Data Products Done Right: Delivering Value Now
This article was originally published on dataops.live.
At Big Data London, I participated in a keynote panel exploring how organizations can implement data products effectively. The discussion surfaced a pattern I see constantly: the gap between expectations in software delivery versus data delivery.
In software, if someone asks for a feature on Monday, they expect to see progress by Wednesday. In data, telling stakeholders they'll have their answer in six months is considered normal. That gap is exactly what the data products model — combined with DataOps practices — is designed to close.
The panel converged on a practical definition: a data product should be discoverable, trustworthy, composable, interoperable, backward compatible, tested, and built with agile methodology and product management principles. That's a high bar, but each of those properties directly addresses a failure mode that data teams encounter regularly.

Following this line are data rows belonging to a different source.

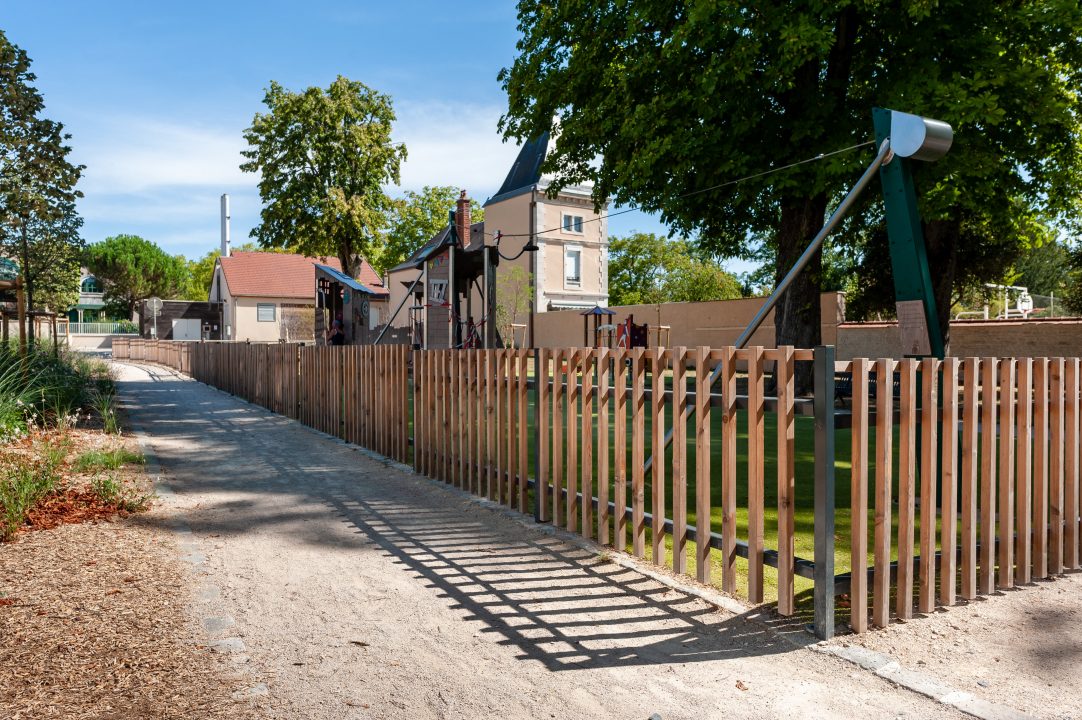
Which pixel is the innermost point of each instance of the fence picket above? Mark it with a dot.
(637, 455)
(928, 418)
(680, 459)
(787, 480)
(1006, 479)
(657, 363)
(1056, 470)
(858, 488)
(948, 532)
(884, 437)
(572, 441)
(620, 448)
(907, 486)
(1071, 467)
(988, 398)
(702, 504)
(728, 470)
(756, 473)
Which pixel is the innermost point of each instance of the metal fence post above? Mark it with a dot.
(823, 403)
(537, 434)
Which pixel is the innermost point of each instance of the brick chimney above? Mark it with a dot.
(462, 219)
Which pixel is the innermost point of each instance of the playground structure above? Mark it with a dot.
(452, 299)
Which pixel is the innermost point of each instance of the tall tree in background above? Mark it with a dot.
(38, 221)
(414, 219)
(673, 100)
(53, 265)
(324, 157)
(647, 269)
(132, 269)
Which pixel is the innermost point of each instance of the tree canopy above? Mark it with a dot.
(647, 269)
(414, 219)
(39, 225)
(324, 157)
(132, 269)
(668, 102)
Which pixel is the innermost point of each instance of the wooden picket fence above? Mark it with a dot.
(357, 393)
(1002, 437)
(963, 474)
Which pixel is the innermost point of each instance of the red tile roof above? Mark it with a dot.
(281, 275)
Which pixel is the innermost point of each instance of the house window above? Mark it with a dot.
(265, 312)
(572, 266)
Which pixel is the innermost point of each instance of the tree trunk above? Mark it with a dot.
(797, 315)
(940, 243)
(27, 285)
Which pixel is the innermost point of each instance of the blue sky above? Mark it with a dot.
(157, 95)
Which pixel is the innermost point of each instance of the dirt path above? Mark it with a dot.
(363, 591)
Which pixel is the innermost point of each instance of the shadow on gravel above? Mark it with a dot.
(556, 604)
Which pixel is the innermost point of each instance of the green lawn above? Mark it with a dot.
(804, 488)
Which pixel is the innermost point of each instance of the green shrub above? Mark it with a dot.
(111, 491)
(97, 460)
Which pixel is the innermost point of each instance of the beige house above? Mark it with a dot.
(568, 270)
(271, 297)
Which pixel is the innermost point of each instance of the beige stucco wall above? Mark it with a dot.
(1052, 338)
(593, 241)
(715, 324)
(246, 325)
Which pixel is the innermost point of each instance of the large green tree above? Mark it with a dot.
(414, 219)
(660, 103)
(38, 221)
(132, 269)
(648, 269)
(324, 157)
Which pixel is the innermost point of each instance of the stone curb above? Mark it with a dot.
(889, 669)
(188, 550)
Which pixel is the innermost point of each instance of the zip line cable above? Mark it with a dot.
(821, 156)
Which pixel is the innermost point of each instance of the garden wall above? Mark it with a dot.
(1034, 338)
(714, 324)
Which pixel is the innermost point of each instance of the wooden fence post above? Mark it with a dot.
(825, 462)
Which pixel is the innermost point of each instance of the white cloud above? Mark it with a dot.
(134, 155)
(453, 144)
(161, 179)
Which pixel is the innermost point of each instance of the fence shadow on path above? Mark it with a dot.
(555, 603)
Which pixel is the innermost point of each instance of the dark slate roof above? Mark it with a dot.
(526, 171)
(444, 237)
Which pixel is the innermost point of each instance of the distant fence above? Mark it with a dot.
(950, 478)
(65, 327)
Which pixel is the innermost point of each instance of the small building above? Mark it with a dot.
(271, 297)
(182, 319)
(361, 309)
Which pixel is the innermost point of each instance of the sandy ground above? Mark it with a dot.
(363, 591)
(1020, 648)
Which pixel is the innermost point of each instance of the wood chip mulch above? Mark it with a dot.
(95, 622)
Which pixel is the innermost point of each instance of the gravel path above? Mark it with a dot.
(363, 591)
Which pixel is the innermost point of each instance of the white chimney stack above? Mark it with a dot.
(225, 225)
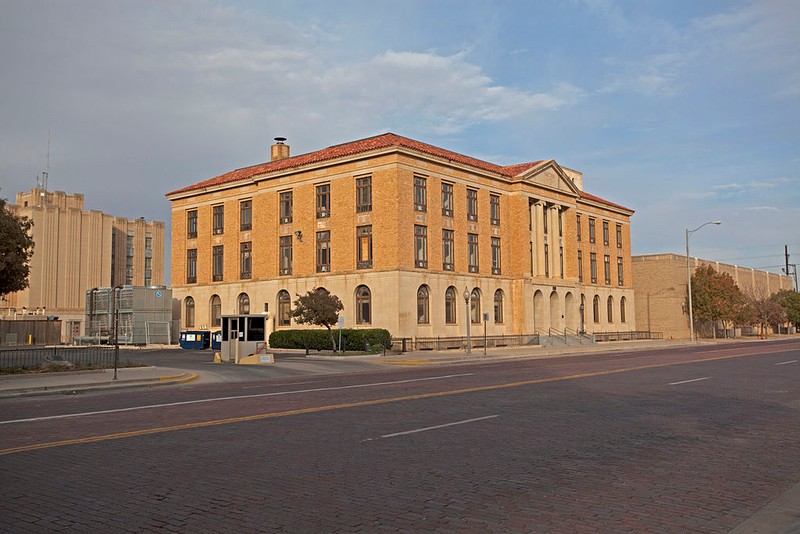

The most compelling evidence came from real-world implementations. Roche increased their release cadence from one deployment per quarter to over a thousand quarterly, while managing hundreds of data products in production. That kind of velocity — with reliability — is only possible when you treat data with the same engineering discipline as software.
We also discussed three categories of value that data products can deliver: wrapping existing data assets in better interfaces, selling data as a commercial offering, and improving existing products with embedded data intelligence. Organizations that think about all three categories tend to build stronger business cases for investment.